Marcin Wichary, chociaż nie jest wychowankiem Wisły, stał się jedną z ikon płockiego klubu, w którym występuje już od jedenastu sezonów. Trener Manolo Cadenas bardzo wysoko ocenia nie tylko umiejętności „Wichury”, ale również jego wpływ na zespół. – To dobry duch zespołu i niesamowity walczak – przyznaje hiszpański szkoleniowiec. – Warto mieć takich ludzi w swoich szeregach.
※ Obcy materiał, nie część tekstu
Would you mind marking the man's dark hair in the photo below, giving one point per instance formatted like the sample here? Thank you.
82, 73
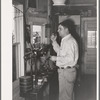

W sezonie 2015/2015 trener Manolo Cadenas będzie miał do dyspozycji trzech bramkarzy – Marcina Wicharego, Adama Morawskiego i Rodrigo Corralesa. Dużo gorzej, niestety, wygląda sytuacja w drugiej linii. Od dawna wiadomo, że po zakończeniu sezonu 2014/2015 Mariusz Jurkiewicz przeniesie się do Vive Tauronu Kielce. Z Płockiem pożegna się również Alexander Tioumentsev, który nie zgodził się na podpisanie z Wisłą rocznej umowy, wybierając ofertę Mieshkova Brześć, oferującego mu kontrakt na dwa sezony. A to z kolei oznacza, że na środku rozegrania pozostaje w Wiśle jedynie zakontraktowany przed Mistrzostwami Świata Dmitrij Zhytnikov. Trener Manolo Cadenas nie ukrywa, że poszukuje jeszcze jednego zawodnika na środek rozegrania, jednego na lewą „połówkę” oraz kołowego. Ten ostatni miałby zastąpić Kamila Syprzaka, który po zakończeniu obecnych rozgrywek ma odejść do Barcelony (chociaż informacja ta wciąż nie została potwierdzona).